The Vedic/Vastu planned and designed community of Maharishi Vedic City in southeast Iowa offers a number of interesting and insightful lessons for planners. Here are the ten primary lessons from researching and visiting this unique sustainable city:
- Maharishi Vedic City has had the advantage of a largely blank canvas from which to work with, as well as the foresight to avoid mistakes made previously elsewhere. In Maharishi Vedic City, the zoning code is even written in a manner that prohibits unsustainable practices before they can become commonplace.
- The Vedic/Vastu architectural designs and the “garden city” layout of the city are harmonious within a rural Midwestern agricultural setting.

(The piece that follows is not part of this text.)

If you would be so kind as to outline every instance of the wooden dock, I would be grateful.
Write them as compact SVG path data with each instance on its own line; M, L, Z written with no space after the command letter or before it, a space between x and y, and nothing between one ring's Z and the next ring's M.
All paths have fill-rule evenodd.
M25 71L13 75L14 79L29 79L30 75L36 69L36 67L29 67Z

- It shouldn’t take ordinances like those found in Maharishi Vedic City to assure a healthy and sustainable community, it should only take common sense. Unfortunately, under our system of predatory and exploitive capitalism, common sense usually loses out to greed. Perhaps, that’s one reason why Maharishi Vedic City is such a refreshing breath of fresh air amidst a nation overrun with sameness.
- The geometric Mandala neighborhood designs employed here preserve and enhance open space, while most historic Western designs largely overrun nature with structures and impervious surfaces.
- Maharishi Vedic City is an entire community of one zoning category. While this may sound dysfunctional, it actually works by using nature as the transitional zone between differing categories of land uses.
- To some, Maharishi Vedic City may seem like low-density sprawl, but in reality it is designed and being built as a garden city composed of ten compact developments interlaced with open space.
- Not many cities or towns can claim more than 50 percent of their land area is open space.
- In fully sustainable communities, certain locally unwanted land uses (a.k.a. LULUs) may actually become a thing of the past. These could include landfills, power plants, junk yards, and the like.
- Despite hard work and good intentions, plans and projections may not come to fruition as quickly as anticipated. That’s when it is most important not to give into the pressure of “traditional market forces,” but to remain consistent with the principles of Vedic/Vastu planning and design. Sometimes, revolutionary ideas take time to jell with the general populace. Any proposed changes should be appropriate with the original intent and goals when the city was established.
- This unique community in southeast Iowa is and will continue to be a fascinating study in the application of Vedic and Vastu principles in the United States. The lessons learned could refashion the entire paradigm of planning and design found here…something which is sorely needed.
10/7/22 Addendum – one more: Maharishi Vedic City was using nature-based solutions (NbS) identified in ancient Vedic/Vastu design principles from India long before it became the latest planning catch-phrase.